Il Graal si trova a Bari. Nel 1087, un gruppo di mercanti portò a Bari dalla Turchia le spoglie di San Nicola, e in loro onore venne edificata una basilica. In realtà la translazione del Santo era solo la copertura di un ritrovamento ben più importante, quello del Graal. I mercanti erano in realtà cavalieri in missione segreta per conto di Papa Gregorio VII. Il Pontefice era al corrente del potere del Calice, ma non intendeva pubblicizzare la sua ricerca, né l’eventuale ritrovamento, in quanto esso era un oggetto pagano, o comunque il simbolo di una religione ancor più universale di quella cattolica. Gli premeva di recuperarlo da Sarraz in quanto temeva che la sua presenza sul suolo turco avrebbe aiutato i Saraceni (in questo caso i Turchi Selgiuchidi) nella loro espansione ai danni dell’Impero Bizantino, e avrebbe nociuto al programmato intervento di forze cristiane in Terra Santa a difesa dei pellegrini. Non è dato di sapere dove si trovava la coppa (che, forse, era passata per le mani di San Nicola nel VI secolo, e che gli avrebbe conferito la fama di dispensatore d’abbondanza ) e chi comandò la spedizione; sta di fatto che, in una chiesa sconsacrata di Myra, i cavalieri prelevarono anche alcune ossa, poi ufficialmente identificate come quelle del Santo. Il recupero delle spoglie giustificò la spedizione in Turchia e l’edificazione di una basilica a Bari; la scelta di custodire il Graal in quella città anzichè a Roma fu determinata da due motivi: da lì si sarebbero imbarcati i cavalieri per la Terra Santa (la prima crociata fu bandita sei anni dopo il ritrovamento) e il Graal avrebbe riversato su di loro i suoi benefici effetti; in più la sua presenza avrebbe protetto Roberto il Guiscardo, Re normanno di Puglie, principale alleato del Papa nella lotta contro Enrico IV.

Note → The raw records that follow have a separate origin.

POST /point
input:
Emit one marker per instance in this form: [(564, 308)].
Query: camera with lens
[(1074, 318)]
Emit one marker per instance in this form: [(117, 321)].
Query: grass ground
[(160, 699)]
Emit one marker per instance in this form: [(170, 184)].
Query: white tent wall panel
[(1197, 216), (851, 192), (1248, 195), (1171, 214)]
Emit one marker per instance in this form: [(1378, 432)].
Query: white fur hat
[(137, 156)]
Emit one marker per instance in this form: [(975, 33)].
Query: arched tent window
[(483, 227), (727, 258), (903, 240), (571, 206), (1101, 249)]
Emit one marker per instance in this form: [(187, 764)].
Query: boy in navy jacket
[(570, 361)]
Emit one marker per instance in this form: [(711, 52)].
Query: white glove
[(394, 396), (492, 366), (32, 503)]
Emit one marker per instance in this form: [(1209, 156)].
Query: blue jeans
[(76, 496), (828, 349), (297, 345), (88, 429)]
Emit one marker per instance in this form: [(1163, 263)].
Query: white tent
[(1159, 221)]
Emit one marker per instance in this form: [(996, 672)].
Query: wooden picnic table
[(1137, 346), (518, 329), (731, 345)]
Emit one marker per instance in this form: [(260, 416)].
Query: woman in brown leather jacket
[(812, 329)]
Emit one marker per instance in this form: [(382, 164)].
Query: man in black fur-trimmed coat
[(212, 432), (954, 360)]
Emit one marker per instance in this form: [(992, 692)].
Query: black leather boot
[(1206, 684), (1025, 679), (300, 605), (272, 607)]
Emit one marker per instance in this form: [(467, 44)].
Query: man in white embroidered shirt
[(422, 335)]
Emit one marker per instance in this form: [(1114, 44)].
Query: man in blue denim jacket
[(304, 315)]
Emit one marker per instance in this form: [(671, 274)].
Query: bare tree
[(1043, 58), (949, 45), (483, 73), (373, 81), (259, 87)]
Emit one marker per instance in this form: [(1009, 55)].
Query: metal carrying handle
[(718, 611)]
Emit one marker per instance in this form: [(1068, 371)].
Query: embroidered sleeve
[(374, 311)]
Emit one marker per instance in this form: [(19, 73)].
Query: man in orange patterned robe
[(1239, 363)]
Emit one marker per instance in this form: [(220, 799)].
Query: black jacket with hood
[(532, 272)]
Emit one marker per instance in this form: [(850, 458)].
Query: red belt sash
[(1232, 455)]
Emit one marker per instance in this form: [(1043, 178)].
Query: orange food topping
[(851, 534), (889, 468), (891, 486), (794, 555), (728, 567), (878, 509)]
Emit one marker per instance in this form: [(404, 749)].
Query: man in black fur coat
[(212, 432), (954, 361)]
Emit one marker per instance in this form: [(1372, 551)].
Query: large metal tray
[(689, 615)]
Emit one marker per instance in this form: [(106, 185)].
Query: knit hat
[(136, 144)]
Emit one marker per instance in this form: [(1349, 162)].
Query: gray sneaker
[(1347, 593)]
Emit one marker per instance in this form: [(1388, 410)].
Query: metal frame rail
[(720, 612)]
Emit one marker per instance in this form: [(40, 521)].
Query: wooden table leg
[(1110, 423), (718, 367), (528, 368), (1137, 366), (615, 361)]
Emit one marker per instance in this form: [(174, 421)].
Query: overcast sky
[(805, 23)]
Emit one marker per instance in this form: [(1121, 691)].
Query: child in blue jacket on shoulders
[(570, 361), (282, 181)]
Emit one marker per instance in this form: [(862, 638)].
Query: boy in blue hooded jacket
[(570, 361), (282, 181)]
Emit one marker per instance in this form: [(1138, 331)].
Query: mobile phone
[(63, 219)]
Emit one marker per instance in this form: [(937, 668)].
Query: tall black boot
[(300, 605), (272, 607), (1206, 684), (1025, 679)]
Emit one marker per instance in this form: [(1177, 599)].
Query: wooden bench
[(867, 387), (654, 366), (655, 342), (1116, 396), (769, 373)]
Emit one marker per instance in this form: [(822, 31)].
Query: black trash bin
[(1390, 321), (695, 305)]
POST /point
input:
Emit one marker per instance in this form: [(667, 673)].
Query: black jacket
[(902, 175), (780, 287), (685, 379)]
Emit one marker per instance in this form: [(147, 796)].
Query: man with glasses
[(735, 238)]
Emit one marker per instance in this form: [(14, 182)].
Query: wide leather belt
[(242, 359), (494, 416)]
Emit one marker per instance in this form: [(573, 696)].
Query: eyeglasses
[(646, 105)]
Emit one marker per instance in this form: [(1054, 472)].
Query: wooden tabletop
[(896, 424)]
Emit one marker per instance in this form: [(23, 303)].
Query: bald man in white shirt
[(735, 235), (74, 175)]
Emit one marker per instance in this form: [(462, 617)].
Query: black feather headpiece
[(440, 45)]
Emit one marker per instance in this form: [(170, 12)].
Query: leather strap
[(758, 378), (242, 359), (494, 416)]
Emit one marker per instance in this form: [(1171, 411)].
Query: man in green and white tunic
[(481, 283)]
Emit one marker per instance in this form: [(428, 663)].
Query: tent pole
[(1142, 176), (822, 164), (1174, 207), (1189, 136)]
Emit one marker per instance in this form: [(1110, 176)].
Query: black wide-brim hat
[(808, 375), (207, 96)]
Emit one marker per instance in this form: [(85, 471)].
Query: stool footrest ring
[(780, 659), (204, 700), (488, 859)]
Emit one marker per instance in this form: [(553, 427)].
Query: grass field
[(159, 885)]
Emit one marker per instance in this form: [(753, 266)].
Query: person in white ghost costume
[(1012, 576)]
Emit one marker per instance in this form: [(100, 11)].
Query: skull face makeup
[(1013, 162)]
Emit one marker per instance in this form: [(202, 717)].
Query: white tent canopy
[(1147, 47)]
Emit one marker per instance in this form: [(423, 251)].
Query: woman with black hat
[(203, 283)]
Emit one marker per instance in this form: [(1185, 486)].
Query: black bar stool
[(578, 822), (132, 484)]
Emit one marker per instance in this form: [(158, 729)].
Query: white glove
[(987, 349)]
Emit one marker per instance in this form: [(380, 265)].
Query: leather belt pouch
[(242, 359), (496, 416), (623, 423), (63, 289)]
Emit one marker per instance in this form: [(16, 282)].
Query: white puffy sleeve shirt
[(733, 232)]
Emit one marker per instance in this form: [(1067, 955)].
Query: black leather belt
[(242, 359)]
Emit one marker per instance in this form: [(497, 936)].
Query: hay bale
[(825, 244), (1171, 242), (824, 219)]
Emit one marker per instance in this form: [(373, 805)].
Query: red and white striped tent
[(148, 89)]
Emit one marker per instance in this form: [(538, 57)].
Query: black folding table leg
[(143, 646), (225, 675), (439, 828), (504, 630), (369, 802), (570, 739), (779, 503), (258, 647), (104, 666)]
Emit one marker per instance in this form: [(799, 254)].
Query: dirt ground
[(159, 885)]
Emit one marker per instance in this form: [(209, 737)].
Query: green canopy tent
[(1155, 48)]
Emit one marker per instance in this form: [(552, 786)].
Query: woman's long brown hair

Il Graal si trova in Molise. Alcuni studiosi dell’associazione culturale Acors “Sigillum Comite di Molise” sostengono che il Sacro Graal si troverebbe in Molise e che Dan Brown, nel suo Codice abbia copiato vicende avvenute in realtà nelle terre molisane. Gli studiosi sostengono che la probabilità che il Graal si trovi proprio in Molise è molto alta, poiché da qui è passato il Viaggio partito dalla Terra Santa. Testimonianza autentica si incarnerebbe in Ruggero de Moulins, che come tutti i cavalieri, potrebbe aver portato con sé, nella sua cripta una antica reliquia, per non lasciarla in balia dei musulmani. Si dice che questo personaggio sia frutto di fantasia, che gli scienziati avrebbero barato, inventando fatti che in realtà così storici non sono.